Endpoint gotcha matrix

Endpoint Symptom Cause Fix
training.gov.au/api/* curl hangs indefinitely at HTTP layer on macOS. No response, no timeout. Unknown (TLS handshake via openssl s_client succeeds; browser and Node fetch work; only curl's HTTP layer hangs). Never debug TGA with curl. Use node -e 'await fetch(...)' or the browser. Confirmed broken in sandbox + host macOS.
training.gov.au/api/training/{code}/releases/{n}/unitgrid You don't know it exists. The TGA swagger spec at /swagger/ lists 8 separate Level-1 JSON files — the Training - v1/swagger.json spec includes GetUnitGrid returning UnitGridUsage[] with isEssential: true\|false per unit. This is the authoritative core/elective split — zero parsing needed. Only discovered in the STUDIO-PACKAGING-PARSE-01 swagger audit. Before writing any LLM parser against TGA content, check /swagger/*/swagger.json for a structured endpoint first. See tga-unitgrid-endpoint.md for the canonical pattern.
training.gov.au/api/* (worker context) Silent empty results in workspace routes that look like "no matches found". Global fetch('https://internal-api.rtopacks.com.au/...') gets 302'd by CF Access and returns empty. Use service bindings: env.INTERNAL_API.fetch(...). Never use global fetch for worker-to-worker calls inside the org.
data.gov.au (TEQSA, CRICOS) Worker hangs then gets killed by CF CPU limit mid-request. data.gov.au responses routinely take 10–25 seconds; default fetch() has no timeout, so the worker blocks. fetch(url, { signal: AbortSignal.timeout(25000) }) — 25s minimum, else Worker dies. See ops/teqsa-api-reference.md:52.
data.gov.au (any /run handler) Diagnostic rows stuck in pending state. ctx.waitUntil(fetch(...)) lets the response return before fetch resolves, so the handler's own write never lands. Never ctx.waitUntil(fetch(...)) in /run handlers. Await the fetch before returning. Standing rule OBS-INTEGRITY-02.
YourCareer (yourcareer.gov.au) no known gotchas yet — add here when discovered
VOCSTATS no known connectivity gotchas — schema details in data/vocstats-architecture.md
Anthropic Haiku API 429 rate-limit errors at 3x+ parallel.

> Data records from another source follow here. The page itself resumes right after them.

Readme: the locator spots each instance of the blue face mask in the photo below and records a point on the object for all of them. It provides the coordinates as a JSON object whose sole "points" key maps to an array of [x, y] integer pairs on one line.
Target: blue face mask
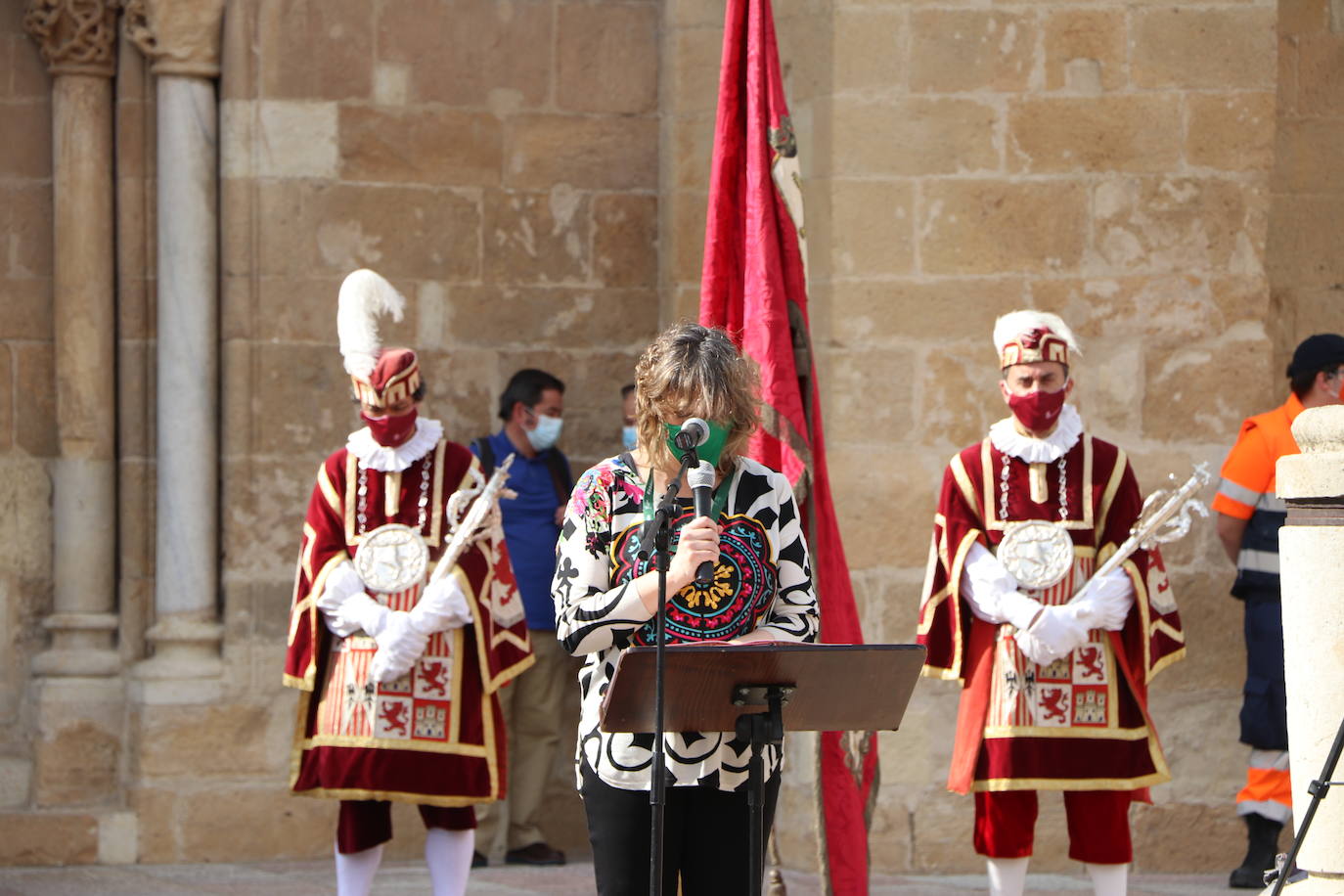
{"points": [[546, 432]]}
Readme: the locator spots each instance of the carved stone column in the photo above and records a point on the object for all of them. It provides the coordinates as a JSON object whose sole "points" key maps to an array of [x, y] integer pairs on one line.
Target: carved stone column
{"points": [[1312, 558], [79, 690], [182, 36]]}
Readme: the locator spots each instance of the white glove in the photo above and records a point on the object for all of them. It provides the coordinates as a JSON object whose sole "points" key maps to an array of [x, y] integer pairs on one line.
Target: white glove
{"points": [[1055, 633], [442, 606], [344, 605], [992, 591], [1105, 601], [398, 648], [1019, 610]]}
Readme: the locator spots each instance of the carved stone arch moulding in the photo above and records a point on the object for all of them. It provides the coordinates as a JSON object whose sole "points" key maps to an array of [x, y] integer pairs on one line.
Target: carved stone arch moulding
{"points": [[75, 36]]}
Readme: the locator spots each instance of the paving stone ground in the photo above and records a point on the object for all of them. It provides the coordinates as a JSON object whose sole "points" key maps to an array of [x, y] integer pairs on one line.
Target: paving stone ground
{"points": [[403, 878]]}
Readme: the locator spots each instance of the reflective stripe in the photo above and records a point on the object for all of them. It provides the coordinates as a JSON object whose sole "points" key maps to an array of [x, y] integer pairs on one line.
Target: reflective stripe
{"points": [[1271, 501], [1239, 493], [1268, 808], [1276, 759], [1257, 560]]}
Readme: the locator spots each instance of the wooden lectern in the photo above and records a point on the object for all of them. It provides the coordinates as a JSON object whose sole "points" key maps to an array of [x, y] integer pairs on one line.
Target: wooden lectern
{"points": [[759, 691]]}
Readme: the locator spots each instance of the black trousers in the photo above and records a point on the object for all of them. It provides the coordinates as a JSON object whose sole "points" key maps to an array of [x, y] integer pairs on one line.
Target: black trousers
{"points": [[706, 838]]}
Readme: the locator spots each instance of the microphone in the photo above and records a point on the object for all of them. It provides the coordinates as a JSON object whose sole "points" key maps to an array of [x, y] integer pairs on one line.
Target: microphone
{"points": [[701, 486], [694, 434]]}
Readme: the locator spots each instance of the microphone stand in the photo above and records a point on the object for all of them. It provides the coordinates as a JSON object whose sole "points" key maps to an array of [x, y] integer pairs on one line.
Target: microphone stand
{"points": [[667, 512]]}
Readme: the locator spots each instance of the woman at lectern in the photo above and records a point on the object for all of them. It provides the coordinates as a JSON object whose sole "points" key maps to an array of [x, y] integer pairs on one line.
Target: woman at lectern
{"points": [[606, 594]]}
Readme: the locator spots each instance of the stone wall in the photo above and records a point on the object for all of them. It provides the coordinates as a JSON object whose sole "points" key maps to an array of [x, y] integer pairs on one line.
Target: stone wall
{"points": [[27, 396], [1305, 265], [1107, 161]]}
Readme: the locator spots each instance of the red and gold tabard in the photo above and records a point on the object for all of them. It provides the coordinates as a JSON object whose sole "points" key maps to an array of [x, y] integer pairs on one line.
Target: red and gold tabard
{"points": [[1080, 723], [435, 735]]}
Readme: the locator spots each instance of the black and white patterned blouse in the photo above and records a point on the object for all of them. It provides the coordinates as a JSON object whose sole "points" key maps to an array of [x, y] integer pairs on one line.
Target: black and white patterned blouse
{"points": [[762, 580]]}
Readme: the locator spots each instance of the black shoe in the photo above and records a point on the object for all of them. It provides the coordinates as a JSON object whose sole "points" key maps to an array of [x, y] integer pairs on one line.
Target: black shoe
{"points": [[534, 855], [1261, 849]]}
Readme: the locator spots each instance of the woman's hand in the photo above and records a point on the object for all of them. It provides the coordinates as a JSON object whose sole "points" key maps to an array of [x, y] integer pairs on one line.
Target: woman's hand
{"points": [[699, 543]]}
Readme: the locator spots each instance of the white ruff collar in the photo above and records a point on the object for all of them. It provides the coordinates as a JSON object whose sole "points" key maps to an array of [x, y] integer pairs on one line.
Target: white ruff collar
{"points": [[1006, 437], [394, 460]]}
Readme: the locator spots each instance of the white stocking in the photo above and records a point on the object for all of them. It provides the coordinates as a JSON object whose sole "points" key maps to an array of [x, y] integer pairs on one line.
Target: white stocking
{"points": [[355, 871], [449, 857], [1107, 880], [1007, 876]]}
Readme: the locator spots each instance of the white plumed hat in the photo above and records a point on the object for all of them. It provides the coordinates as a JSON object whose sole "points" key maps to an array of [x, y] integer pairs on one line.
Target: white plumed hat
{"points": [[381, 377], [1026, 336]]}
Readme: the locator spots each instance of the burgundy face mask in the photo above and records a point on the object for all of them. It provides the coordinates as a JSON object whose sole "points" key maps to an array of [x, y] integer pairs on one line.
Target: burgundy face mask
{"points": [[391, 431], [1038, 411]]}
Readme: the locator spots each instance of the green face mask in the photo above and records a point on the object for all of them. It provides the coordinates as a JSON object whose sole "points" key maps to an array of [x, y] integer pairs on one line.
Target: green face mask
{"points": [[712, 448]]}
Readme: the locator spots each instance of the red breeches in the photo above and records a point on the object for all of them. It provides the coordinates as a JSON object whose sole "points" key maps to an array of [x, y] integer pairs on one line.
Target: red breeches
{"points": [[365, 824], [1098, 825]]}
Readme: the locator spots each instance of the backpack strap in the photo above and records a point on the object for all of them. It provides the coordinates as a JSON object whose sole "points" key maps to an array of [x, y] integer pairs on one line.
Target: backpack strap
{"points": [[485, 453], [560, 478]]}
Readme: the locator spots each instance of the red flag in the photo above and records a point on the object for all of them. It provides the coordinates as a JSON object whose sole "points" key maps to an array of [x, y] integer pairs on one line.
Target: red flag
{"points": [[754, 287]]}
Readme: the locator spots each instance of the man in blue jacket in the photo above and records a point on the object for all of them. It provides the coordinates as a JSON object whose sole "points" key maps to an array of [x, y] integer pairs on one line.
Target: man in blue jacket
{"points": [[532, 409]]}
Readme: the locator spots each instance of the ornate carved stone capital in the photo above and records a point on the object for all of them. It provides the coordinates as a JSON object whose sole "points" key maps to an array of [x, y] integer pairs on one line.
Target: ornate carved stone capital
{"points": [[182, 36], [75, 36]]}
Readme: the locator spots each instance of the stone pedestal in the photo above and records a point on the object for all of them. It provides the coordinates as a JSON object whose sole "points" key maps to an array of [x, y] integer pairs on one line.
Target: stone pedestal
{"points": [[1312, 555]]}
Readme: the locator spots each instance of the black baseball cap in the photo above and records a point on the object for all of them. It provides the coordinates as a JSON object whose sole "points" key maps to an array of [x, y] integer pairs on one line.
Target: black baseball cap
{"points": [[1316, 353]]}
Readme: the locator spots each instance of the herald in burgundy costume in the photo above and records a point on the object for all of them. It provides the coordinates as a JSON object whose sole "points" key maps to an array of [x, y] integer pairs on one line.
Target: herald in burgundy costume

Token-per-minute limit, not request-per-minute. Large inputs (100KB packaging_rules HTML) burn through the budget fast even at low concurrency. 2x parallel with 2s stagger + multi-pass convergence. Each pass commits individually; failures auto-retry on next run. See packaging-pipeline.md "Stage 3 rate limit lessons" for the full matrix.
Stripe API API surface actively refactoring quarter-to-quarter; code written against old shapes silently drifts. Stripe deprecates without breaking. Pin API version in client config; re-verify every session where billing code is touched.
QuickBooks API Same as Stripe — vendor API instability. QB refactoring too. Verify shape on every visit; don't trust stale memory.

Cloudflare D1 write-layer gotchas

Separate class of problem: once you have the data from an external API, writing it back to D1 has its own set of traps.

Symptom Cause Fix
wrangler d1 execute --remote --file bulk.sql fails with Network connection lost every time. Wrangler's --file path uses D1's async polling API, broken in 4.78.0 and 4.83.0 for any non-trivial payload. Even a 1-line SELECT fails in some cases. Never use --file for bulk writes. Hit the CF D1 HTTP API directly: POST /accounts/{id}/d1/database/{db}/query. Synchronous, no polling, no wrangler overhead.
Multi-statement payloads (UPDATE...; UPDATE...; UPDATE...;) fail with SQL code did not contain a statement or silent Network connection lost. Double trailing ;; from .join(';') on already-terminated statements; also, D1 multi-statement support is unreliable at size. Strip trailing semicolons with .replace(/;+\s*$/, ""). Send one statement per request with Promise.allSettled concurrency ~10.
UPDATE qualifications SET packaging_rules = '...' WHERE ... fails with SQLITE_TOOBIG once the inline literal exceeds ~100KB. SQLite's max statement length. The escaped string + SQL overhead blows past the limit. Use bound parameters: sql: "UPDATE ... SET packaging_rules = ?1 WHERE qual_code = ?2", params: [content, code]. Confirmed working at 187KB.
Even with bound params, combining every column into one UPDATE still hits SQLITE_TOOBIG when multiple large text fields collide. Parameter values are counted against the statement size too. Split logically: one UPDATE for small scalar fields, a second UPDATE for each oversized text field individually.
Can't tell which rows were actually updated after a partial rerun. Content-shape heuristics (looking for <p> tags, etc.) produce thousands of false positives — real content has HTML. Use substr(enriched_at,1,10) vs today's date. The rows whose enriched_at is stale are the stragglers — exact, not heuristic.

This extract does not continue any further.